Convergence curve for different RIS scenarios.
Fig. 5 shows the convergence curve according to the radar detection SNR requirement, highlighting the trade-off between communication and radar detection performance. As the SNR requirement for radar detection increased, the secrecy rate achieved by the secure ISAC system decreased. This is because more resources were allocated to ensure the QoS for sensing. In addition, convergence was faster at higher radar SNR thresholds [TeX:] $$\left(\gamma_t=5,15,20 \mathrm{~dB}\right)$$ compared to a lower radar SNR threshold [TeX:] $$\left(\gamma_t=0 \mathrm{~dB}\right).$$ This is because a lower radar SNR threshold (i.e., higher communication QoS) resulted in a larger dynamic range of instant rewards, leading to greater fluctuations.

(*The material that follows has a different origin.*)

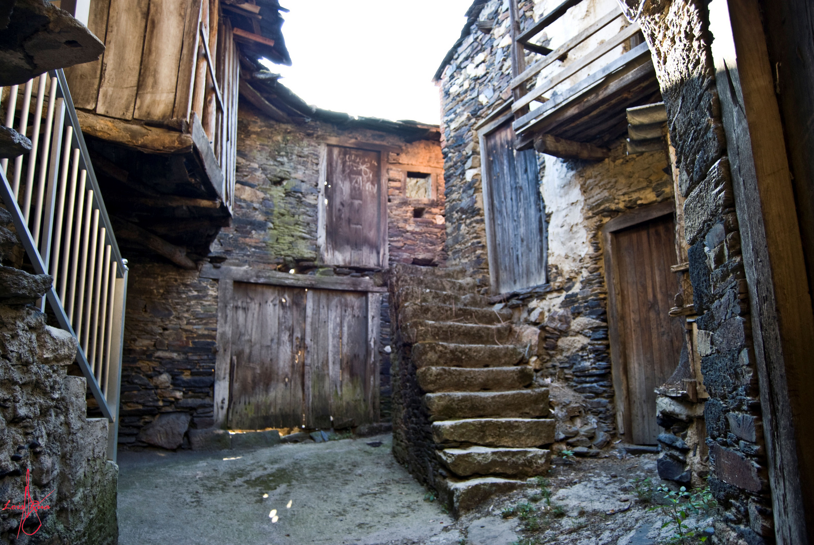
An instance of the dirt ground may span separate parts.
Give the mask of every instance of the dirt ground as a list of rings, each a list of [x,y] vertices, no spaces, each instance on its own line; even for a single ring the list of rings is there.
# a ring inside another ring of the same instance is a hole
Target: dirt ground
[[[388,434],[255,451],[121,452],[119,543],[649,545],[672,535],[635,486],[647,477],[659,484],[655,455],[559,458],[547,481],[456,521],[396,462],[391,443]]]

Convergence curve for different radar SNR thresholds.
Figs. 6 and 7 display the convergence curve and secrecy rate according to transmit power levels, respectively. Both the reward and secrecy rate performance improved with increasing transmit power. Moreover, convergence was faster at lower transmit power levels [TeX:] $$\left(P_t=0,10 \mathrm{dBm}\right)$$ compared to higher levels [TeX:] $$\left(P_t=20,30 \mathrm{dBm}\right)$$ as shown in Fig. 6. This is because higher transmit power resulted in a larger dynamic range of instant rewards, leading to greater fluctuations. Fig. 7 presents a comparison of the secrecy rate between the DRLbased beamforming solution with RIS (DRL-based w/ RIS) and without RIS (DRL-based w/o RIS). The proposed DRL-based w/ RIS solution achieved a higher secrecy rate than the DRL- based w/o RIS solution. This is because the DRL-based w/ RIS solution adaptively increased the communication user’s signal gain while reducing the interference for the eavesdropper, thereby mitigating the effects of eavesdropping and improving the secrecy rate. Specifically, the DRL-based w/ RIS solution achieved a secrecy rate approximately 55.49% higher than the DRL-based w/o RIS solution at [TeX:] $$\left(P_t=10 \mathrm{dBm}\right)$$
Convergence curve for different transmit power levels.
Secrecy rate of proposed solution.
V. CONCLUSION
In this study, we explored the integration of UAV-mounted RIS in secure ISAC systems, where the ISAC BS simultaneously served legitimate users and an eavesdropper as a sensing target. We proposed a DRL-based beamforming solution to jointly optimize the beamforming at the ISAC BS and the RIS, aiming to maximize the secrecy rate while meeting radar SNR requirements. Through realistic simulations using 3D ray-tracing, we demonstrated that the proposed DRL solution could achieve significant improvements by effectively increasing the signal gain for the legitimate user while simultaneously reducing interference for the eavesdropper. This led to a reduction in the effects of eavesdropping and an enhancement of the secrecy rate. Additionally, a key advantage of mounting a RIS on UAVs is their mobility. The dynamic positioning capabilities of UAVs offer further opportunities for optimizing RIS performance. Future work could explore leveraging the mobility of UAV-mounted RISs for more adaptive and responsive deployment, thereby enhancing the effectiveness of ISAC systems across various environments.